Mac lost his hand as a 10 year old boy while working in a saw-mill in Alabama, in 1917. He moved to California in the 1920s as a young man and became a successful diamond broker forming “McDonald’s Diamond Exchange”.
However when the Depression hit, his diamond business “went under” and Mac became a magician and was quite successful, performing for royalty, and even President Franklin Delano Roosevelt, twice.”
McDonald’s Aces, in one form or another, has been popularized by a multitude of performers.. including Ricky Jay and Dai Vernon. Paul’s version, although it uses a unique collection of sleights, sticks close to the original performance.

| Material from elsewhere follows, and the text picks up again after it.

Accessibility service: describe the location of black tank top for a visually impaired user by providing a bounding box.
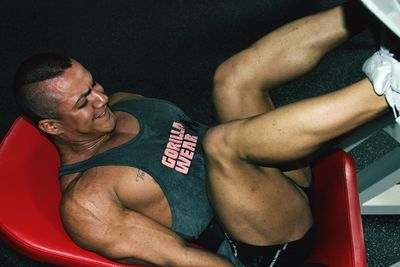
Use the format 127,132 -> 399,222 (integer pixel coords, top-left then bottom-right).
59,99 -> 213,240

Four Aces are shown, and then dealt to the table to create four future piles of cards. One of the Aces, generally the Ace of Spades, is dealt close to the performer and later becomes the pile in which the magic happens. Three more indifferent cards are dealt, face down, onto each of the Aces .. forming the four stacks.
After due patter, each pile is picked up, the Ace inserted into the middle of the pile, and, like magic, the piles are each shown front and back… and the Aces have vanished. To bring the effect to a climatic end.. the final pile, the Ace of Spade pile, is revealed to contain all four Aces.
Now, Paul’s is a much better effect than it reads in my quick recap. You can easily make McDonald’s Aces a centerpiece of your set with Paul’s handling. I don’t want to scare anyone off when I say he uses several sleights to achieve the magic, because Paul includes videos of each of the sleights to give you a deep dive of the techniques.
Paul teaches each of the following:
Benzais Spin-Out Move
C. Miller’s Up-the-Ladder Cut
Hollingworth Multiple Shift
LePaul’s Invisible Turnover Pass
Vernon Strip-Out Addition
-plus- Two False Shuffles
Each move is used by Paul in his performance, but not all moves are necessary in your performance. He gives you work-arounds if you don’t want to use his suggestions.
At the end of the day, this is a really good study of how a very skilled card guy would perform this classic of card magic. Paul’s writing is always complete and nothing is left out. Plus, I’m sure you can write Paul if you have a question, and he will be glad to help you over the hump.
As is customary in many versions of McDonald’s Aces, you will need three gaffed cards, which you can get from magic dealers or make yourself.. in the event you don’t already have them – You need three double-facers with Aces on one side and indifferent cards on the back. Heck.. you can even glue two cards together to make yourself a working prototype.. and practice till you get the real thing..
Included in this 20 page PDF is FREAK OUT, a mental magic effect that allows the magician to surprise the spectator by knowing the identity of their card without looking at or touching the deck. The spectator does all the hard work and the magi takes all the credit.
The spectator cuts the pack.. the spectator looks at the card cut to… the spectator shuffles the packet.. and the magician, after a bit of patter aimed at making the spectator a believer in magic, reveals the identity of her card. The patter is important, and the lack of handling is important. Paul will explain it all…
Anyone who can perform a false shuffle..(taught via another video by Paul) can perform Freak Out. I would say McDonald’s Aces is more on the advanced beginner to intermediate level. Paul also provides a treatise on JACKS and their history, since he uses Jacks instead of Aces to perform McDonald’s Aces.. Can you still call it McDonald’s Aces if you use Jacks? Ask Paul…
As I mentioned, this is a 20 page PDF, along with multiple videos (8 MP4s), for $8.00 .. Available through Lybrary.com. and Murphy’s Magic.